Non, je n’irai avec vous que jusqu’au reliquaire du village, mon doux ami ; jusqu’au reliquaire, pour voir les ossemens, car un jour il faut mourir !

Les ossemens sont là placés nuit et jour. Ils ont perdu leur vêtement de chair ; ils ont perdu leur peau si douce et leurs mains blanches, et leurs ames aussi ! — Où sont-elles allées, leurs ames, mon doux ami ?

Quand les prédicateurs sont dans la chaire, vous riez d’eux. Vous dansez dans cette vie !… — Oh ! vous danserez aussi dans l’autre !

Car dans l’enfer il y a une grande salle tapissée pour les danseurs. — Tapissée de pointes de fer en dedans et tout autour.

Et là, nu-pieds, joyeux ami, vous danserez, et les démons avec une fourche rougie vous exciteront et vous diront : Danse encore, jeune homme ; danse, jeune homme qui aimais les pardons.

— Taisez-vous, jeune fille, avec vos railleries, et aimez-moi, car je vous aime. Prenez moi pour votre époux, et la vie sera douce pour nous, et je n’aimerai plus ni la danse ni les pardons.

— Je n’avais que quinze ans achevés, mon doux ami, quand j’allai au coin de l’église. Mon bon ange était là, et il m’annonça qu’il fallait aller au couvent… au couvent pour me faire religieuse, et laisser les souffrances du monde de côté.

— Ma jolie maîtresse, croyez-moi, oubliez le couvent, mariez-vous à moi ; je vous abriterai dans la joie, comme Dieu dans son couvent, ma maîtresse ! Je vous abriterai dans ma joie, comme Dieu dans son couvent, ma maîtresse jolie.

— Non, non, jeune homme, cherchez une autre fille. Vous êtes un homme beau et corpulent[1], vous trouverez quelque autre aussi bien que moi ; et mieux aussi, grâce à Dieu !
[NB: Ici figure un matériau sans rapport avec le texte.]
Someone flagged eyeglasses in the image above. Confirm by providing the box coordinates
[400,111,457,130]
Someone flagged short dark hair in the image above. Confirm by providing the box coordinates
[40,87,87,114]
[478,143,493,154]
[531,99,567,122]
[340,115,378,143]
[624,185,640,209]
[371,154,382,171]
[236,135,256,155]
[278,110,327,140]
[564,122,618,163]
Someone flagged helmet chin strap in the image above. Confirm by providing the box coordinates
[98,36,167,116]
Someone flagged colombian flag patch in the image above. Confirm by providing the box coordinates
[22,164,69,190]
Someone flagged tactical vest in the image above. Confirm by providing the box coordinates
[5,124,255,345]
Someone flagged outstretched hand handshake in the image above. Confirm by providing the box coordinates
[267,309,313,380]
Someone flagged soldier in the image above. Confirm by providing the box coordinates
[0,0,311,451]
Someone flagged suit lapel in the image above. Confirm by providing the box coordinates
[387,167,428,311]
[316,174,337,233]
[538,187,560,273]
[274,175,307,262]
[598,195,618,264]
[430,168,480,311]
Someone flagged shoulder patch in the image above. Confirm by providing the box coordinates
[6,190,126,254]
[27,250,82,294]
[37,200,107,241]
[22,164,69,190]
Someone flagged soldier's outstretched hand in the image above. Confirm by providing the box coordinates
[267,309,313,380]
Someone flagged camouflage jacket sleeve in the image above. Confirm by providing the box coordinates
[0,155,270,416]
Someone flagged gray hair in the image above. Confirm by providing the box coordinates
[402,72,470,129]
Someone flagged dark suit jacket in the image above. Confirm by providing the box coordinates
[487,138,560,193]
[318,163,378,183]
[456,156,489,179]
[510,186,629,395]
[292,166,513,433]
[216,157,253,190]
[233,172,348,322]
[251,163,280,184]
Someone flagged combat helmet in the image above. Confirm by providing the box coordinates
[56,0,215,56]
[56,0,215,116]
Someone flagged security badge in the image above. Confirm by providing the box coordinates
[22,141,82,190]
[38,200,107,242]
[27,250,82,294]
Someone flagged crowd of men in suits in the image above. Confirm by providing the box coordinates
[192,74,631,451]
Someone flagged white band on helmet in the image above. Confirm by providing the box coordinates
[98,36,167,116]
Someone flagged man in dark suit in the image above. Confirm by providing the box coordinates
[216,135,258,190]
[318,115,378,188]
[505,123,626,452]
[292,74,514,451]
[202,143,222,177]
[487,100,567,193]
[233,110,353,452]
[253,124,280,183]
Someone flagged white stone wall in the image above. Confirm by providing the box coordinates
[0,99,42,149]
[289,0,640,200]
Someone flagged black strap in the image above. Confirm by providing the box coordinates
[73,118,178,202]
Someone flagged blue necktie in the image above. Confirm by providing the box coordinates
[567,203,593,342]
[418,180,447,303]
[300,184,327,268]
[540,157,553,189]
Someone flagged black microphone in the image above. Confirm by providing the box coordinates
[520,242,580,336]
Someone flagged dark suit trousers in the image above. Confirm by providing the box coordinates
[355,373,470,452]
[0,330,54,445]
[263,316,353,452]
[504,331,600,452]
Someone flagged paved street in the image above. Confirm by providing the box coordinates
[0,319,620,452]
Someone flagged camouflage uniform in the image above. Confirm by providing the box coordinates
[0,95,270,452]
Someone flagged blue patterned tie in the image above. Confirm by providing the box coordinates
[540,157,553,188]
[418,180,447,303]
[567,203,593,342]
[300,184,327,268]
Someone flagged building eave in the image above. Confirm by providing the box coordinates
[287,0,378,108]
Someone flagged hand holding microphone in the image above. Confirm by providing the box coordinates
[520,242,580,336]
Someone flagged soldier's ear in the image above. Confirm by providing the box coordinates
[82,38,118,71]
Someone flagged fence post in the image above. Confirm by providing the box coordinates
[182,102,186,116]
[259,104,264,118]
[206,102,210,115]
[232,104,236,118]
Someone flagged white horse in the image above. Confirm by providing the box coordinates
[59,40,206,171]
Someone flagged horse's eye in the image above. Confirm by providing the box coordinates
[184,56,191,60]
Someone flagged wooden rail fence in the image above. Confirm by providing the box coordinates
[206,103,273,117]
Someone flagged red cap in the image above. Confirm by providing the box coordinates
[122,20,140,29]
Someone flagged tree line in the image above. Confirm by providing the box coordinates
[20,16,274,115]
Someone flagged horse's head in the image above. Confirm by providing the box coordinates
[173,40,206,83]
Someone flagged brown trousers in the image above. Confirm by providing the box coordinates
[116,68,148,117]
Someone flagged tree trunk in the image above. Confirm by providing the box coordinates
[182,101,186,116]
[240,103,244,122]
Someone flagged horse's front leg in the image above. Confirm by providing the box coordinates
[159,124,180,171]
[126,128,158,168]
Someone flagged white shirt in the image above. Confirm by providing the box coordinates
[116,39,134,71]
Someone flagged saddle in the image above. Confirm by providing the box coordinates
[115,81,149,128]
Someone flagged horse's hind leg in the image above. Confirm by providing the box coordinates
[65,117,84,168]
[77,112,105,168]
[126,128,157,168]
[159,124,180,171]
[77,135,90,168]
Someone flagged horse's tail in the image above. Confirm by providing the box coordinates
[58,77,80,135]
— Je n’en veux ni de mieux, ni de semblable ; il faut que je vous aie ou que je meure. Je n’en veux ni de mieux ni de pire ; mais je veux que vous me preniez à merci.

  1. En Bretagne, aux yeux des paysans, la corpulence est une grande beauté ; c’est un signe de distinction, de richesse, de loisir, comme, chez nous, dans la classe élevée, le potelé des mains et la blancheur du visage.